Deep Vein Thrombosis and Pulmonary Embolus in Pregnancy



Both pregnancy in and the puerperium are described as risk factors for deep vein thrombosis (DVT) and pulmonary embolism (PE); collectively referred to as venous thromboembolic disease. Pregnancy-related blood clot typically occur in the venous system of the lower extremity or in the iliac veins.



  • Of venous thromboembolism (VTE) cases: DVT, 80%; PE, 20% (1)
  • 1.4 in 1,000 pregnancies, including 1.1 DVT and 0.3 PE in 1,000
    • Risk of VTE events is similar in all trimesters.
    • Half of all cases occur within the 6-week postpartum period, and thus the risk per day is highest in the weeks following an obstetrical delivery (2).
    • In pregnancy, DVT more likely in the left iliofemoral veins as iliac artery (40% increased cardiac output in pregnancy) compresses underlying iliac vein in the vessel’s pelvic course
  • Leading cause of maternal death in developed countries—1.1 deaths per 100,000 deliveries
5 times greater risk than in nonpregnant population (1)
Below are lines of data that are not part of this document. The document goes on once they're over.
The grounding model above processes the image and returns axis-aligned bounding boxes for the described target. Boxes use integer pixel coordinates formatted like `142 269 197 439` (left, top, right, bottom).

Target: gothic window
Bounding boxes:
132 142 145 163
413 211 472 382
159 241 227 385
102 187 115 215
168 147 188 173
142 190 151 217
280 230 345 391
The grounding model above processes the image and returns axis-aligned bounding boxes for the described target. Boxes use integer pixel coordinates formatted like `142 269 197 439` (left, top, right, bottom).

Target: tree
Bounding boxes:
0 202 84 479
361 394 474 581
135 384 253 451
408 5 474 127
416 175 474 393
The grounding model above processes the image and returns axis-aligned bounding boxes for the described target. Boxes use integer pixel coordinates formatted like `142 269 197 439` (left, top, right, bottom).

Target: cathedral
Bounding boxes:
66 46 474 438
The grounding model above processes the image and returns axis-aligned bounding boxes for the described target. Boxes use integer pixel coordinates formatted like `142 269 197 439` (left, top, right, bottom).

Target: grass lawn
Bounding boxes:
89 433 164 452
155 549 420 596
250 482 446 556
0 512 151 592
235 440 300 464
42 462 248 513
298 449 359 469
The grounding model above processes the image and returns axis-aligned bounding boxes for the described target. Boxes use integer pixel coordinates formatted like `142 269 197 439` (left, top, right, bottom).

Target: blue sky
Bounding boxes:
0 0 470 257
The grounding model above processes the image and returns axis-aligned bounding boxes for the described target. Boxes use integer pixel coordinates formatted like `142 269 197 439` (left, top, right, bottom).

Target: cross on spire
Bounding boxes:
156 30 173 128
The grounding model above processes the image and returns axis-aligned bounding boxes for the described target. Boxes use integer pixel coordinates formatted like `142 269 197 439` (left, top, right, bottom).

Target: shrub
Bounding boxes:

Etiology and Pathophysiology

Virchow triad (1)

  • Vascular injury: iliac vein injury during delivery
  • Venous stasis: progesterone-induced venous dilatation, compression on inferior vena cava (IVC) and iliac veins by gravid uterus
  • Hypercoagulability: ↑ coagulation factors (fibrin, factors II/VII/VIII/XI/X, von Willebrand factor [vWF]), ↓ fibrinolytic activity, and free protein S

Risk Factors

  • History of VTE (15–25% are recurrent cases)
  • Inherited or acquired thrombophilias
    • High risk: homozygous factor V Leiden (RR:34), homozygous prothrombin G20210A mutation (RR:26), the previous two combined mutation (RR:44) (1)
    • Low risk: heterozygous factor V Leiden (RR:8), heterozygous prothrombin G20210A (RR:7), antithrombin III (RR:5) deficiency, protein C (RR:5) or S (RR:3) deficiency. The relative risk is compared to all pregnancies (1); antiphospholipid syndrome (RR is uncertain) (3)
  • Age >35 years old
  • Obesity (BMI >30), smoking, parity ≥3
  • Medical comorbidities: heart and lung disease, SLE, sickle cell, IBD, nephrotic syndrome, T1DM
  • Obstetric risk factors include twin (and other multiple gestation), preeclampsia, cesarean section, prolonged labor (>24 hours), operative delivery, severe postpartum hemorrhage.
  • Transient and potentially recurring risk factors include assisted reproductive technology (ART), in vitro fertilization (IVF), ovarian hyperstimulation syndrome (OHSS), any surgery during pregnancy, hyperemesis, dehydration, bed rest >3 days, systemic infection, long-distance travel (>4 hours).
Risk of VTE is higher in the postpartum period; interestingly, 2/3 of DVTs happen antepartum and 60% of PEs postpartum. Postpartum incidence of VTE is 10 to 20 times higher than in the nonpregnant state and is especially high after cesarean.

General Prevention

  • Screening for thrombophilias even after diagnosis of VTE during pregnancy is not recommended (3)[C].
  • Early mobilization, graduated compression stockings for low-risk groups
  • Antepartum thromboprophylaxis for high-risk thrombophilia with family history of VTE, ≥2 prior VTE (unprovoked, pregnancy, or estrogen related) (3). If no family history, suggest postpartum prophylaxis for 6 weeks only with prophylactic or intermediate dose low-molecular-weight heparin (LMWH) (3)[B].
  • Anticoagulation may not be required if prior VTE was not pregnancy related and associated with a risk factor no longer present.
  • Consider thromboprophylaxis for past single episode of idiopathic VTE, low-risk thrombophilia with past VTE, morbid obesity (BMI >40), bedridden patients, and assisted reproduction technologies (3)[C].
  • DVT prophylaxis both during and following cesarean delivery in the general population may be limited to pneumatic compression devices; however, in morbidly obese women (BMI ≥40), weight-based dosing of enoxaparin should be used postoperatively throughout the remainder of hospitalization (3)[B].